On Tue, 6 Nov 2007, Andreas Ericsson wrote:

> Johannes Schindelin wrote:
> 
> > On Tue, 6 Nov 2007, Andreas Ericsson wrote:
> > 
> > > Bill Lear wrote:
> > > > On Monday, November 5, 2007 at 15:33:31 (-0800) Junio C Hamano writes:
> > > > > Aghiles <aghilesk@xxxxxxxxx> writes:
> > > > > 
> > > > > > Is there an "easier" way to pull into a dirty directory ? I am
> > > > > > asking this to make sure I understand the problem and not
> > > > > > because I find it annoying to type those 4 commands to perform
> > > > > > a pull (although some of my colleagues do find that annoying :).
> > > > > You need to switch your mindset from centralized SVN workflow.
> > > > > 
> > > > > The beauty of distributedness is that it redefines the meaning
> > > > > of "to commit".  In distributed systems, the act of committing
> > > > > is purely checkpointing and it is not associated with publishing
> > > > > the result to others as centralized systems force you to.
> > > > > 
> > > > > Stop thinking like "I need to integrate the changes from
> > > > > upstream into my WIP to keep up to date."  You first finish what
> > > > > you are currently doing, at least to the point that it is
> > > > > stable, make a commit to mark that state, and then start
> > > > > thinking about what other people did.  You may most likely do a
> > > > > "git fetch" followed by "git rebase" to update your WIP on top
> > > > > of the updated work by others.
> > > > > 
> > > > > Once you get used to that, you would not have "a dirty
> > > > > directory" problem.
> > > > I respectfully beg to differ.  I think it is entirely reasonable, and
> > > > not a sign of "centralized" mindset, to want to pull changes others
> > > > have made into your dirty repository with a single command.
> > > > 
> > > I find it much more convenient to just fetch them. I'd rather see
> > > git-pull being given a --rebase option (which would ultimately mean
> > > teaching git-merge about it) to rebase already committed changes on
> > > top of the newly fetched tracking branch. It's being worked on, but
> > > rather slowly.
> > 
> > git-pull learning about --rebase does not mean teaching git-merge about it.

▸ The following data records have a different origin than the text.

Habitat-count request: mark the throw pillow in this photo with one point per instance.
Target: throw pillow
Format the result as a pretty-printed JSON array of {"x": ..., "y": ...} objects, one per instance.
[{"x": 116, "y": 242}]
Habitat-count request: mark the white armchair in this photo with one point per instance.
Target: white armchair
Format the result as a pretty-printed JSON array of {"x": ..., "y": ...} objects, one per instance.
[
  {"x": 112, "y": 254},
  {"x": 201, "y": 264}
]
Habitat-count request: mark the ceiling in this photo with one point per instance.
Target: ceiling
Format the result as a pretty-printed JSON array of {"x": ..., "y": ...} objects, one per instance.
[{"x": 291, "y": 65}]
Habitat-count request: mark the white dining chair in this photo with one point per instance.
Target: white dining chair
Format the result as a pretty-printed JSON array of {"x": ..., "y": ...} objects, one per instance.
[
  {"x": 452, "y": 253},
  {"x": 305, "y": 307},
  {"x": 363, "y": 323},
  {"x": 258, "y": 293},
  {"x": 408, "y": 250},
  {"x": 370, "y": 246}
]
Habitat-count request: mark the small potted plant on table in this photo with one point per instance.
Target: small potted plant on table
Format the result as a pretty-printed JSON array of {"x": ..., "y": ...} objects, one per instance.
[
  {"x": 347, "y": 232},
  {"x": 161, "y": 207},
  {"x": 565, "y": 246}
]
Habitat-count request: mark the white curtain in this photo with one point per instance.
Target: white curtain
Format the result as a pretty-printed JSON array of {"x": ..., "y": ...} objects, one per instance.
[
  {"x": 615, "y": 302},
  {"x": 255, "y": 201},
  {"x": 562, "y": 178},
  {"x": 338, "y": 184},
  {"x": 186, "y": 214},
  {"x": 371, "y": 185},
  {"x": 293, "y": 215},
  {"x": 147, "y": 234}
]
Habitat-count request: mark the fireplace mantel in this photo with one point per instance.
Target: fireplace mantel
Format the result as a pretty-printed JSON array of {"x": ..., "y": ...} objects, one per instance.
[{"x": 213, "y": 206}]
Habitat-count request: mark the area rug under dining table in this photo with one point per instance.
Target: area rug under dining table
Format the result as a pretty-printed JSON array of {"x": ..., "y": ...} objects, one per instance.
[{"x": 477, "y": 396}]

> > See my patch, which you (and others) failed to enthusiastically embrace,
> > which is the sole reason it is stalled.
> > 
> 
> I must have missed it. Found the thread now though. Gonna try the patch in
> production for a while and see how it pans out.
> 
> I'm curious about this hunk though. It seems unaffiliated with the --rebase
> option as such, but was still in the patch. Would you care to clarify?
> 
> @@ -86,7 +95,6 @@ merge_head=$(sed -e '/	not-for-merge	/d' \
> 
> case "$merge_head" in
> '')
> -	curr_branch=$(git symbolic-ref -q HEAD)
> 	case $? in
> 	  0) ;;
> 	  1) echo >&2 "You are not currently on a branch; you must
> explicitly"
> 

No, it is not unaffiliated.  If you go back to the patch, you will find 
that this line was not deleted, but moved to the start of git-rebase.sh.  
We need to know the branch name to get the config settings, and might just 
as well reuse the branch name for the merge_head case.